Publié par Le Progrès ce mercredi 4 décembre, ce dossier est à suivre attentivement...
Le lycée musulman de Décines visé par une procédure de la préfecture
Unique lycée musulman sous contrat avec l’État en France, l’établissement Al-Kindi de Décines-Charpieu pourrait perdre ce statut qui assure le financement de ses enseignants. La préfecture du Rhône envisagerait la résiliation du contrat d’association, selon la direction du lycée.
Y aura-t-il encore un lycée musulman sous contrat d’association avec l’État à la rentrée 2025 en France ? L’établissement privé Al-Kindi de Décines-Charpieu est aujourd’hui le seul du genre à recevoir des financements publics depuis la rupture du partenariat avec le lycée Averroès de Lille fin 2023. Or, dans un communiqué ce 3 décembre, la direction affirme que la préfète du Rhône Fabienne Buccio envisage « la résiliation des contrats d’association liant le groupe scolaire à l’État ».
Auprès du Progrès , la préfecture du Rhône confirme qu’une procédure est en cours et que la direction du lycée sera reçue le 12 décembre devant la commission académique de concertation. Aucun motif n’a pour l’instant été évoqué.
« Acharnement systématique »
L’établissement a fait l’objet de plusieurs contrôles en 2024, notamment au mois d’avril, de manière « inopinée », avec « une quinzaine de personnes qui ont questionné les enfants et les encadrants », selon Kamel Kabtane, le recteur de la Grande mosquée de Lyon, par ailleurs président du Conseil des mosquées du Rhône. Contacté par Le Progrès , il évoque « une crainte pour l’ensemble de la communauté musulmane » et s’inquiète de la possibilité que « le moindre reproche à faire à l’établissement soit accentué, sans lui laisser la possibilité de corriger des erreurs ».
Dans le même esprit, Makhlouf Mamèche, président de la Fédération nationale de l’enseignement privé musulman (FNEM), a déploré ce 3 décembre « cet acharnement systématique qui vise les établissements privés musulmans, soumis à des décisions disproportionnées et à des contrôles intensifiés, en comparaison avec d’autres réseaux d’enseignement privé ».
Ouvert en 2007, plus de 600 élèves en 2024
Al-Kindi avait ouvert en 2007 dans l’Est lyonnais, à la suite de plusieurs recours face aux refus répétés du rectorat.
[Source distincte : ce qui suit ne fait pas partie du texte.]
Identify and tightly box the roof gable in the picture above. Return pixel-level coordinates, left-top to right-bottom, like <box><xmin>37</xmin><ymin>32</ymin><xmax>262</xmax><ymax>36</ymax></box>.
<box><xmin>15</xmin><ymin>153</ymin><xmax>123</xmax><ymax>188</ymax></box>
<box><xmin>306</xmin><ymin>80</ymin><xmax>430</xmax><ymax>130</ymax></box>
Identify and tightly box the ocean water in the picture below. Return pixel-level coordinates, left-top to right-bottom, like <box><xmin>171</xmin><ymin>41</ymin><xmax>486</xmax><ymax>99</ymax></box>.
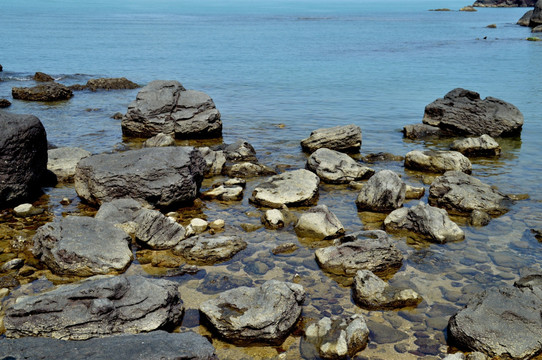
<box><xmin>1</xmin><ymin>0</ymin><xmax>542</xmax><ymax>358</ymax></box>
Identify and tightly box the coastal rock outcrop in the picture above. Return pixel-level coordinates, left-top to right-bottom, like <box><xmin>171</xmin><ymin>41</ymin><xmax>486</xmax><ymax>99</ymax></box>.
<box><xmin>315</xmin><ymin>230</ymin><xmax>403</xmax><ymax>277</ymax></box>
<box><xmin>199</xmin><ymin>280</ymin><xmax>305</xmax><ymax>344</ymax></box>
<box><xmin>4</xmin><ymin>275</ymin><xmax>183</xmax><ymax>340</ymax></box>
<box><xmin>518</xmin><ymin>10</ymin><xmax>534</xmax><ymax>26</ymax></box>
<box><xmin>421</xmin><ymin>88</ymin><xmax>523</xmax><ymax>137</ymax></box>
<box><xmin>355</xmin><ymin>170</ymin><xmax>406</xmax><ymax>212</ymax></box>
<box><xmin>0</xmin><ymin>112</ymin><xmax>48</xmax><ymax>207</ymax></box>
<box><xmin>429</xmin><ymin>171</ymin><xmax>509</xmax><ymax>215</ymax></box>
<box><xmin>250</xmin><ymin>169</ymin><xmax>320</xmax><ymax>208</ymax></box>
<box><xmin>70</xmin><ymin>77</ymin><xmax>139</xmax><ymax>91</ymax></box>
<box><xmin>12</xmin><ymin>82</ymin><xmax>73</xmax><ymax>101</ymax></box>
<box><xmin>172</xmin><ymin>234</ymin><xmax>247</xmax><ymax>264</ymax></box>
<box><xmin>0</xmin><ymin>331</ymin><xmax>217</xmax><ymax>360</ymax></box>
<box><xmin>384</xmin><ymin>202</ymin><xmax>465</xmax><ymax>243</ymax></box>
<box><xmin>450</xmin><ymin>134</ymin><xmax>501</xmax><ymax>156</ymax></box>
<box><xmin>474</xmin><ymin>0</ymin><xmax>536</xmax><ymax>6</ymax></box>
<box><xmin>306</xmin><ymin>148</ymin><xmax>374</xmax><ymax>184</ymax></box>
<box><xmin>32</xmin><ymin>216</ymin><xmax>133</xmax><ymax>276</ymax></box>
<box><xmin>448</xmin><ymin>279</ymin><xmax>542</xmax><ymax>359</ymax></box>
<box><xmin>303</xmin><ymin>315</ymin><xmax>369</xmax><ymax>359</ymax></box>
<box><xmin>531</xmin><ymin>0</ymin><xmax>542</xmax><ymax>27</ymax></box>
<box><xmin>74</xmin><ymin>146</ymin><xmax>205</xmax><ymax>207</ymax></box>
<box><xmin>301</xmin><ymin>124</ymin><xmax>362</xmax><ymax>153</ymax></box>
<box><xmin>352</xmin><ymin>270</ymin><xmax>423</xmax><ymax>310</ymax></box>
<box><xmin>294</xmin><ymin>204</ymin><xmax>345</xmax><ymax>240</ymax></box>
<box><xmin>121</xmin><ymin>80</ymin><xmax>221</xmax><ymax>139</ymax></box>
<box><xmin>47</xmin><ymin>147</ymin><xmax>91</xmax><ymax>181</ymax></box>
<box><xmin>405</xmin><ymin>150</ymin><xmax>472</xmax><ymax>174</ymax></box>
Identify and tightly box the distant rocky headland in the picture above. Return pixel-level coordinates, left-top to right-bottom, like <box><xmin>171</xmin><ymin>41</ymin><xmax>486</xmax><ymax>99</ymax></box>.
<box><xmin>473</xmin><ymin>0</ymin><xmax>535</xmax><ymax>6</ymax></box>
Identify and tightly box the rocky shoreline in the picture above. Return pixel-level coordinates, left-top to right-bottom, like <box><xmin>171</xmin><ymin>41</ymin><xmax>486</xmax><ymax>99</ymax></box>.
<box><xmin>0</xmin><ymin>67</ymin><xmax>540</xmax><ymax>360</ymax></box>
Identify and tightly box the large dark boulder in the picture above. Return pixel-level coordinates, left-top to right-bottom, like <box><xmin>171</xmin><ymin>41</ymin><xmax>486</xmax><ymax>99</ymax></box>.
<box><xmin>518</xmin><ymin>9</ymin><xmax>534</xmax><ymax>26</ymax></box>
<box><xmin>121</xmin><ymin>80</ymin><xmax>222</xmax><ymax>139</ymax></box>
<box><xmin>12</xmin><ymin>82</ymin><xmax>73</xmax><ymax>101</ymax></box>
<box><xmin>473</xmin><ymin>0</ymin><xmax>536</xmax><ymax>6</ymax></box>
<box><xmin>531</xmin><ymin>0</ymin><xmax>542</xmax><ymax>27</ymax></box>
<box><xmin>4</xmin><ymin>275</ymin><xmax>183</xmax><ymax>340</ymax></box>
<box><xmin>422</xmin><ymin>88</ymin><xmax>523</xmax><ymax>137</ymax></box>
<box><xmin>0</xmin><ymin>112</ymin><xmax>48</xmax><ymax>207</ymax></box>
<box><xmin>74</xmin><ymin>147</ymin><xmax>205</xmax><ymax>208</ymax></box>
<box><xmin>0</xmin><ymin>331</ymin><xmax>217</xmax><ymax>360</ymax></box>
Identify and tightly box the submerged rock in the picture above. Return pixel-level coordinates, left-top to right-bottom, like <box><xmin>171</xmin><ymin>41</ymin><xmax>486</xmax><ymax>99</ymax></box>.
<box><xmin>173</xmin><ymin>234</ymin><xmax>247</xmax><ymax>264</ymax></box>
<box><xmin>121</xmin><ymin>80</ymin><xmax>221</xmax><ymax>139</ymax></box>
<box><xmin>250</xmin><ymin>169</ymin><xmax>320</xmax><ymax>208</ymax></box>
<box><xmin>307</xmin><ymin>147</ymin><xmax>374</xmax><ymax>184</ymax></box>
<box><xmin>4</xmin><ymin>275</ymin><xmax>183</xmax><ymax>340</ymax></box>
<box><xmin>304</xmin><ymin>315</ymin><xmax>369</xmax><ymax>359</ymax></box>
<box><xmin>384</xmin><ymin>202</ymin><xmax>465</xmax><ymax>243</ymax></box>
<box><xmin>47</xmin><ymin>147</ymin><xmax>92</xmax><ymax>181</ymax></box>
<box><xmin>32</xmin><ymin>216</ymin><xmax>133</xmax><ymax>276</ymax></box>
<box><xmin>405</xmin><ymin>185</ymin><xmax>425</xmax><ymax>199</ymax></box>
<box><xmin>355</xmin><ymin>170</ymin><xmax>406</xmax><ymax>212</ymax></box>
<box><xmin>0</xmin><ymin>112</ymin><xmax>48</xmax><ymax>207</ymax></box>
<box><xmin>0</xmin><ymin>331</ymin><xmax>217</xmax><ymax>360</ymax></box>
<box><xmin>422</xmin><ymin>88</ymin><xmax>523</xmax><ymax>137</ymax></box>
<box><xmin>301</xmin><ymin>124</ymin><xmax>362</xmax><ymax>153</ymax></box>
<box><xmin>352</xmin><ymin>270</ymin><xmax>423</xmax><ymax>310</ymax></box>
<box><xmin>12</xmin><ymin>82</ymin><xmax>73</xmax><ymax>101</ymax></box>
<box><xmin>199</xmin><ymin>280</ymin><xmax>305</xmax><ymax>344</ymax></box>
<box><xmin>405</xmin><ymin>150</ymin><xmax>472</xmax><ymax>174</ymax></box>
<box><xmin>142</xmin><ymin>132</ymin><xmax>175</xmax><ymax>147</ymax></box>
<box><xmin>315</xmin><ymin>230</ymin><xmax>403</xmax><ymax>277</ymax></box>
<box><xmin>294</xmin><ymin>204</ymin><xmax>345</xmax><ymax>240</ymax></box>
<box><xmin>450</xmin><ymin>134</ymin><xmax>501</xmax><ymax>156</ymax></box>
<box><xmin>428</xmin><ymin>171</ymin><xmax>509</xmax><ymax>215</ymax></box>
<box><xmin>74</xmin><ymin>146</ymin><xmax>205</xmax><ymax>207</ymax></box>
L’établissement avait noué un accord avec l’État en 2012. Pour l’année 2024-2025, 80 % de ses 22 classes, de l’école primaire au lycée, sont sous contrat, pour 621 élèves accueillis dont 172 au lycée, selon son site.
Mais, selon Abla Halkoum, assistante de direction, « l’expérience d’autres établissements, ainsi que le fond et la forme des contrôles, laissent à penser que » la possible décision de la préfecture « pourrait signer la faillite économique de notre établissement d’excellence ».
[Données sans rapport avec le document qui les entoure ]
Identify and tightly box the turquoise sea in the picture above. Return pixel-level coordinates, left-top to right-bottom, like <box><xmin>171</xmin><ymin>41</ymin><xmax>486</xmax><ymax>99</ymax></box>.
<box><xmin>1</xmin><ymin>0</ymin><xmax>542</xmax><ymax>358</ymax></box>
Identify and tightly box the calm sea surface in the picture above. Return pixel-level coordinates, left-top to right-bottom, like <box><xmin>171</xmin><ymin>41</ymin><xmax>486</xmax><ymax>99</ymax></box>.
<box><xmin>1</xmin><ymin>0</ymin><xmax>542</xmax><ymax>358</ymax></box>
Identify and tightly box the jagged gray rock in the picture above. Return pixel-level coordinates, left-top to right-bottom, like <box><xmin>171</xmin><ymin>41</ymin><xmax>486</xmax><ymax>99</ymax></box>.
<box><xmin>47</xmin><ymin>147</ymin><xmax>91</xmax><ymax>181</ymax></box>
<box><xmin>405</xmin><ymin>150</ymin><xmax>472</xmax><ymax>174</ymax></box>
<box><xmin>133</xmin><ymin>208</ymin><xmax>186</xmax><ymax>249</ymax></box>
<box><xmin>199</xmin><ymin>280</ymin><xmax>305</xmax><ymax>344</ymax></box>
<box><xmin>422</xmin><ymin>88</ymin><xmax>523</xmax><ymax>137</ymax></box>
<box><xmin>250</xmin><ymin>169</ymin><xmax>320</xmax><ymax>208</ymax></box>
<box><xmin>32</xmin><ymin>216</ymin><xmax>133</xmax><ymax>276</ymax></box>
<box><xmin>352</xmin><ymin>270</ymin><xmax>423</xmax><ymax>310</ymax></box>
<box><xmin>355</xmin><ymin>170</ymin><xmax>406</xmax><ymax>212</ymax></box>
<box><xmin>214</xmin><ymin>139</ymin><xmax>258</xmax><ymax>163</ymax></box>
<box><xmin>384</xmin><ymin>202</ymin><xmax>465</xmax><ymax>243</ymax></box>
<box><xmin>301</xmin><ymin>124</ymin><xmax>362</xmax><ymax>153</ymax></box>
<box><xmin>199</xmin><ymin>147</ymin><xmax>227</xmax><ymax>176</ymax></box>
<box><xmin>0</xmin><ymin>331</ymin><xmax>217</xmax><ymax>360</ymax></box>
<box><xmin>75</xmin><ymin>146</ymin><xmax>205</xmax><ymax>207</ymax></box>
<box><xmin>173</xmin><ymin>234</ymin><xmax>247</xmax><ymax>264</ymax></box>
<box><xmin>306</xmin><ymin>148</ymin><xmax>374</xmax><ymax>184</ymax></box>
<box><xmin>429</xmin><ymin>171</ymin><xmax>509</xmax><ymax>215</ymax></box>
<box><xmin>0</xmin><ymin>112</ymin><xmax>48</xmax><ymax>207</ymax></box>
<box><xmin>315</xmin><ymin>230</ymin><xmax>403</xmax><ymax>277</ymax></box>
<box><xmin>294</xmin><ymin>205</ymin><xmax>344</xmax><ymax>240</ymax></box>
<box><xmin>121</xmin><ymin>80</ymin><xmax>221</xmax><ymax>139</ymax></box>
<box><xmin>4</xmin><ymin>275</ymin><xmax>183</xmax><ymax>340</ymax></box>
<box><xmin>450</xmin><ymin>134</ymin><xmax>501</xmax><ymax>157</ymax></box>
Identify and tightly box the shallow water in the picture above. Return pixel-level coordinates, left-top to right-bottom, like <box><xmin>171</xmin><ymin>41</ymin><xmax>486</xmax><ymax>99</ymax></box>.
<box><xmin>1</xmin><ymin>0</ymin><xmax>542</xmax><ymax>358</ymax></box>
Les cas Averroès à Lille et Avicenne à Nice
L’allusion à « d’autres établissements » renvoie notamment au cas du lycée Averroès de Lille, en décembre 2023. L’État avait rompu il y a un an son contrat avec le principal lycée musulman de France. Décision de la préfecture du Nord alors motivée par des manquements administratifs, une obstruction à une inspection en 2022, et l’utilisation de contenus pédagogiques « hostiles à la République », plus précisément des livres de la bibliothèque et des supports pour un cours d’éthique musulmane.
L’établissement a saisi en référé le tribunal administratif de Lille, qui a rejeté le maintien temporaire du contrat le 22 juillet 2024. Une décision sur le fond est encore attendue. Désormais sans subvention depuis la rentrée 2024, le lycée a dû doubler ses frais de scolarité ; le nombre d’élèves a chuté de 450 à 270 en un an. D’où l’inquiétude de la direction d’Al-Kindi, qui craint un scénario similaire.
En revanche, trois semaines plus tôt, début juillet 2024, dans une affaire concernant également un établissement privé musulman, le tribunal administratif avait annulé l’ arrêté de fermeture définitive du collège Avicenne de Nice , pris par la préfecture des Alpes-Maritimes en mars 2024. Celle-ci reprochait à l’ensemble scolaire un « financement opaque », « contraire à la loi anti-séparatisme ».